Physical therapy can allow your patients to improve their gait, reduce pain and discomfort, increase mobility and independence, and reduce the risk of falls associated with gait abnormalities.

How Can I Reduce the Patient’s Fear of Falling During Physical Therapy?

The fear of falling is a very common concern, especially among the elderly. Reduce the chance of a patient falling by following these tips: 

  1. Communicate with your patient: develop a plan for your patient if they have a fear of falling.

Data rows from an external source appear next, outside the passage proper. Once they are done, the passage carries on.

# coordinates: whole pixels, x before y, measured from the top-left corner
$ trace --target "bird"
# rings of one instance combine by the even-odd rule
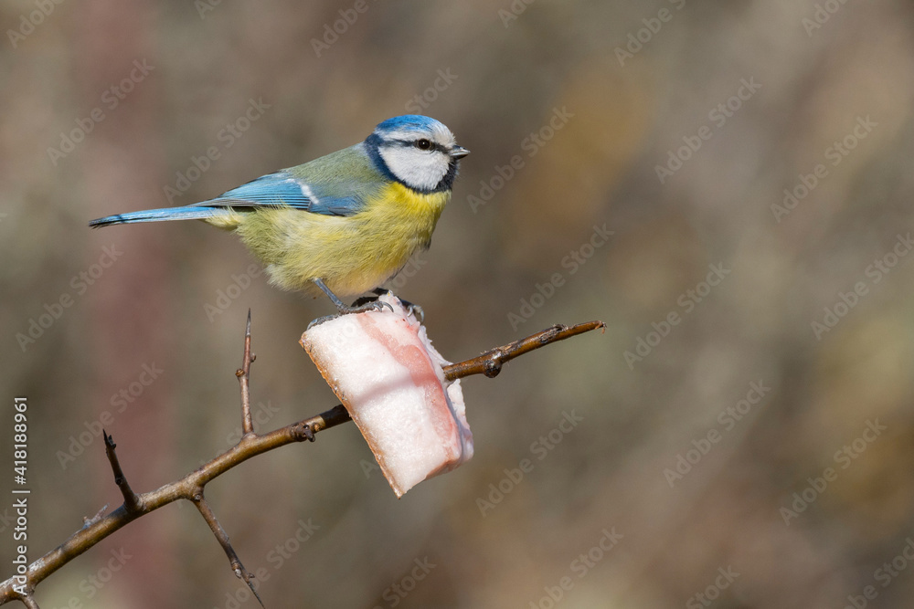
[[[380,309],[341,297],[378,289],[427,249],[470,151],[435,119],[388,119],[365,141],[207,201],[89,223],[202,220],[234,231],[284,290],[326,294],[340,315]],[[328,316],[334,317],[334,316]],[[322,318],[323,319],[323,318]]]

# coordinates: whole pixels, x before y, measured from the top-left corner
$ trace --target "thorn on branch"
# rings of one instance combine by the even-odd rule
[[[244,358],[241,367],[235,373],[241,386],[241,431],[243,435],[254,433],[254,421],[250,415],[250,363],[256,359],[250,353],[250,310],[248,310],[248,324],[244,330]]]
[[[207,503],[207,499],[203,497],[203,488],[197,489],[191,499],[197,509],[200,510],[200,515],[203,516],[203,520],[207,521],[209,525],[209,530],[213,531],[213,535],[216,536],[217,541],[218,541],[219,545],[222,546],[222,550],[225,551],[226,556],[228,558],[228,564],[231,565],[231,570],[235,573],[235,576],[239,580],[248,584],[250,588],[250,592],[257,598],[257,602],[260,604],[261,607],[264,607],[263,600],[260,595],[257,593],[257,590],[254,587],[254,575],[249,572],[243,564],[241,564],[241,560],[238,557],[238,552],[235,549],[231,547],[231,541],[228,541],[228,533],[226,530],[222,528],[219,524],[218,519],[216,518],[216,514],[213,513],[212,509],[209,504]],[[266,607],[264,607],[266,609]]]
[[[105,438],[105,454],[108,456],[108,461],[111,463],[112,470],[114,472],[114,484],[117,485],[117,488],[121,489],[121,494],[123,495],[123,507],[127,509],[128,513],[136,511],[140,507],[140,498],[130,488],[127,477],[123,475],[123,471],[121,469],[121,463],[117,459],[117,453],[114,452],[114,449],[117,448],[117,445],[114,444],[114,438],[109,436],[104,429],[101,430],[101,433]],[[96,514],[95,519],[101,518],[103,511],[104,508],[102,508],[101,512]]]

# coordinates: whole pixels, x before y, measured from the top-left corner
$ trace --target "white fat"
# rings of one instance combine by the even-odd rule
[[[460,382],[399,299],[394,311],[344,315],[314,326],[302,345],[345,405],[398,497],[473,457]]]

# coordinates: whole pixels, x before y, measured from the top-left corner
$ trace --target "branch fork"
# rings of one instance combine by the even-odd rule
[[[515,341],[502,347],[485,352],[478,357],[452,363],[444,367],[444,375],[454,381],[472,374],[484,374],[494,378],[507,362],[540,347],[558,341],[577,336],[593,330],[603,329],[602,321],[590,321],[568,327],[555,325],[531,336]],[[151,511],[158,509],[178,499],[192,502],[222,547],[229,566],[235,575],[242,580],[260,602],[263,601],[256,590],[255,578],[241,563],[238,552],[232,547],[228,534],[219,523],[212,508],[204,496],[204,488],[209,481],[228,471],[248,459],[280,446],[296,442],[314,442],[318,432],[335,427],[351,421],[349,413],[342,405],[336,405],[320,415],[292,423],[271,432],[257,434],[250,414],[250,364],[256,356],[250,352],[250,310],[244,333],[244,355],[241,367],[236,372],[241,394],[241,439],[234,446],[214,457],[199,468],[181,479],[166,484],[156,490],[137,495],[127,482],[127,477],[117,457],[117,445],[112,436],[104,433],[105,454],[114,474],[114,484],[123,497],[123,503],[112,512],[105,514],[106,505],[91,519],[84,519],[81,529],[73,533],[59,546],[28,566],[27,583],[22,588],[14,588],[14,579],[0,583],[0,604],[18,600],[29,609],[39,609],[35,600],[35,588],[47,577],[57,572],[80,554],[95,546],[114,531]],[[21,592],[20,592],[21,590]]]

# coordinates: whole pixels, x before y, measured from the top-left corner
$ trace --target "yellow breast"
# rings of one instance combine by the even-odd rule
[[[377,288],[428,247],[450,198],[450,192],[423,194],[393,183],[354,215],[262,209],[237,215],[235,230],[271,283],[315,292],[312,279],[321,278],[338,296],[353,296]]]

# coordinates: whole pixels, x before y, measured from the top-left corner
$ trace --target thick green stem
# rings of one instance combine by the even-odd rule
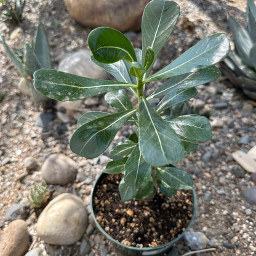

Modify their exercises to keep the patient safe from falling at all times. 
  2. Use assistive devices: Using assistive devices such as the Solo-Step safety overhead track and harness system can keep your patients more stable and confident during physical therapy. 
  3. Practice balance exercises: Practice exercises with your patients in order to teach them exercises that improve balance and coordination. 
  4. Take it slow: start with simple exercises and gradually increase the difficulty level as your patient gains strength and confidence. 
  5. Recommend appropriate footwear: Your patient should be wearing supportive and comfortable shoes in order to maintain balance and reduce the risk of slipping. 
  6. Keep your patient focused: Have your patient focus on the current exercise and breathing. Try to make the activity fun and engaging for the patient!
  7. Be patient: Progress takes time, and it’s okay to take things slow. Celebrate small successes along the way. A little confidence goes a long way! 

Following these tips will help you effectively treat your patient’s gait abnormality, reduce their fear of falling, and improve your patient’s balance and mobility!